She does not shut off the motor or roll down the windows. She simply stops, adjusts the rearview mirror so she can see her face clearly, and takes out a little cosmetics bag. Then her ritual begins.
She is not just powdering her nose and dabbing rouge on her cheeks. At this inhospitable hour, indifferent to her surroundings, she does a serious makeup job, here on this lonely street where I usually walk my dog.
Her goal, her only ambition at that moment—perhaps the only moment in the entire day that is truly hers—is to curl her eyelashes, draw a line along her eyelid, outline her lips with a pencil, then color them in, as she surely must have learned from a magazine.
She is no longer young. She must be going on fifty. At first she arrived in a big, somewhat rusty, beat-up car. My dog went over and sniffed the tires; she looked away from her mirror for a second and looked at both of us, the dog and me, with the purest, coldest indifference imaginable—that is, with infinite disdain. After all, we did not belong to her world of makeup brushes and crayons; we didn’t matter to her.

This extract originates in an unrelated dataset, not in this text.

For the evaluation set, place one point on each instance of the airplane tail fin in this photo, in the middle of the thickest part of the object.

About a month later she arrived in a new car, a black car, one of those compact models. I certainly never would have thought that a woman who loves color so much would buy herself a black car. Now she does not even glance at me when I go over to spy on her. She has become accustomed to us, the dog and me, and to the nuisance of our inevitable presence and amazed looks.

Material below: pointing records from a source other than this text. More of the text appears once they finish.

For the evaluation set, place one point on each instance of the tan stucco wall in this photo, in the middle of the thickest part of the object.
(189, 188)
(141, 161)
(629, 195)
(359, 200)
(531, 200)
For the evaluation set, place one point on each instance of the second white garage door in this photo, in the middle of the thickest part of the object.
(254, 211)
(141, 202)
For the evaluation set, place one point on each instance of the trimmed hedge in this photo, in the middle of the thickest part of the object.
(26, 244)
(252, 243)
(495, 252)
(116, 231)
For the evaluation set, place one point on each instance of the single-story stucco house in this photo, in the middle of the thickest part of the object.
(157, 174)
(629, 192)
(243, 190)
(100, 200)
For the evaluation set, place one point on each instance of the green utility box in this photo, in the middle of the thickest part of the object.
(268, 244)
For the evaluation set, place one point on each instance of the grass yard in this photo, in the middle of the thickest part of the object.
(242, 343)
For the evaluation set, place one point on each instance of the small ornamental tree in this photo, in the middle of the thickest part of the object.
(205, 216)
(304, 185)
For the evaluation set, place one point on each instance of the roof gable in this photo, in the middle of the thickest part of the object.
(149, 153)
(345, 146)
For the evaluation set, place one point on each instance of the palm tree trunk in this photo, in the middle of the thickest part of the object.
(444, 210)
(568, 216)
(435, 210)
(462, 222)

For months I have asked myself where this woman is coming from: what houseful of runny-nosed, jelly-smudged children who have been fighting since dawn; what messy bedroom where her husband is demanding that she iron his shirt, the only one she had no time to iron yesterday. What routine is she fleeing? What pressures? What small, unpleasant burdens? I have been watching her for days and days.
Perhaps she married late and well. Mornings of blazing passion with her mature husband do not leave her a minute to put on her makeup at home. I presume, then, that she jumps out of bed, gets dressed on the run and realizes, a few blocks short of the office, that with her look of recent ardor, which is like a slap in the face to her colleagues, she will never get anywhere. She must act normal and put more rouge on over the divine glow from their shared frenzy.

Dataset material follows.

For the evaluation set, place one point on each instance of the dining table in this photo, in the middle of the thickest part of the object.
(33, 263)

A third possibility is that she comes to the tree simply as a prisoner of nostalgia, to remember the past, when she would come here with her lover and in the heat of the moment he would ruin her makeup. One day the lover went away, but she still does her makeup here. It is her way of keeping the dream alive.
At around noon on weekdays a few couples usually pull up to this same patch of street to eat lunch—in their cars—and to devour their passion undisturbed. I have never understood how anyone can make love among pizza leftovers and the peeled bones of fried chicken; that love must smell of ketchup. A rather Victorian lady who lives in the neighborhood is always complaining to the police that their sighs keep her awake during her siesta. But even the police succumb to the enchantment of the glorious foliage, and just when I thought I had seen it all, I caught a pair of uniformed lovebirds in a patrol car, kissing and petting while they wolfed down hamburgers.
At night the bats happily retrieve the leftovers of all this vitality. They flutter around among the branches and over my head, accurate and effective, because even bats feel a predilection for the strange fruits of the María tree. And for the inextinguishable shade of its lovely name.